Пассажирка взглянула, наконец, на него:
— Представляться не нужно, надеюсь?
— Давайте проверим, — сказал Хайдаров. — Вы — доктор Марта Стоник. Физик?
— Химфизик, специалистка по ударным волнам. Институт Систем Жизнеобеспечения, Луна-Северная.
— Полетите вы с Марса.
— Тонко подмечено, — сказала Марта Стоник,
— Летали на испытания систем? Всегда завидовал вашей службе…
— Ах, вот так… Я всегда завидовала вашей.
— Почему?
— Э, сначала вы объясните, почему.
— Пожалуйста, — сказал Хайдаров. — Я делю цели на первичные и вторичные. Вот, скажем, наша служба. Мы…

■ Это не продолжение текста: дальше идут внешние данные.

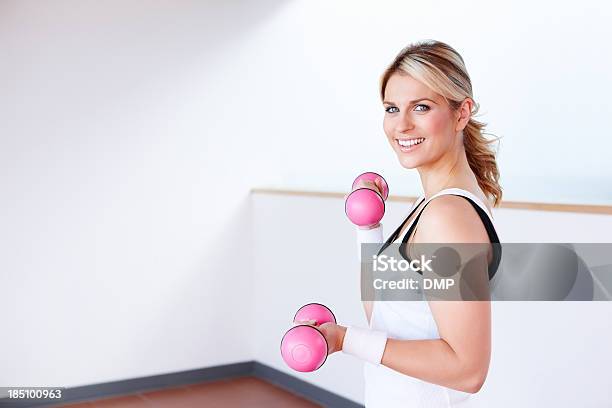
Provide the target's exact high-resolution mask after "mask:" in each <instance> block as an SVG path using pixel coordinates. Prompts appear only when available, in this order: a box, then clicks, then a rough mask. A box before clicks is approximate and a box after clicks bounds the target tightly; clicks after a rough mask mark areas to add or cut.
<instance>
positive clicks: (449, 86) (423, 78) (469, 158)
mask: <svg viewBox="0 0 612 408" xmlns="http://www.w3.org/2000/svg"><path fill="white" fill-rule="evenodd" d="M395 73H401V74H405V75H410V76H411V77H413V78H414V79H416V80H418V81H420V82H422V83H423V84H425V85H426V86H428V87H429V88H430V89H431V90H433V91H434V92H436V93H438V94H440V95H442V96H443V97H444V98H445V99H446V101H447V102H448V104H449V106H450V107H451V109H452V110H455V111H456V110H457V109H459V107H460V106H461V103H462V102H463V101H464V100H465V98H468V97H469V98H471V99H472V100H473V99H474V98H473V97H472V82H471V80H470V77H469V75H468V73H467V70H466V68H465V63H464V62H463V58H462V57H461V55H459V53H458V52H457V51H455V49H454V48H452V47H451V46H449V45H448V44H445V43H443V42H440V41H434V40H425V41H420V42H417V43H414V44H410V45H408V46H407V47H405V48H404V49H403V50H401V51H400V53H399V54H398V55H397V56H396V57H395V59H394V60H393V62H392V63H391V64H390V65H389V67H387V69H386V70H385V72H384V73H383V75H382V77H381V80H380V97H381V99H382V100H384V99H385V88H386V87H387V82H388V81H389V78H390V77H391V76H392V75H393V74H395ZM479 107H480V106H479V105H478V104H477V103H476V102H474V107H473V109H472V117H471V118H470V120H469V122H468V124H467V126H466V127H465V129H463V145H464V148H465V153H466V156H467V160H468V163H469V165H470V168H471V169H472V171H473V172H474V174H475V175H476V178H477V180H478V185H479V186H480V188H481V189H482V191H483V192H484V193H485V195H487V196H489V197H491V198H493V200H494V202H493V206H498V205H499V203H500V202H501V198H502V188H501V186H500V185H499V170H498V168H497V163H496V161H495V152H493V150H491V149H490V148H489V144H491V143H493V142H495V141H497V140H499V138H496V139H492V140H489V139H487V138H485V137H484V134H488V133H485V132H483V129H484V127H485V126H486V124H485V123H482V122H479V121H477V120H475V119H473V116H474V115H476V113H478V109H479Z"/></svg>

— Пастыри, — сказала Марта Стоник.
Я, знаете, побаиваюсь Теологических выражений. Но пусть будут пастыри. Овцам прежде всего необходимы пастбища, водопои. Овчарни, а потом уже — пастухи. Вы даете пастбища, вы — необходимы. А мы-третий эшелон.
— О Господи! И это говорит психолог!
— Очень понимаю, — с удовольствием согласился Хайдаров. — Нисколько не спорю, все изложенное могло быть изложено в семнадцатом столетни. В девятнадцатом — наверняка. Но каждый имеет право на собственные заблуждения, не правда ли? Я заблуждаюсь, и знаю это, и мало того — буду упорствовать в своих заблуждениях до конца.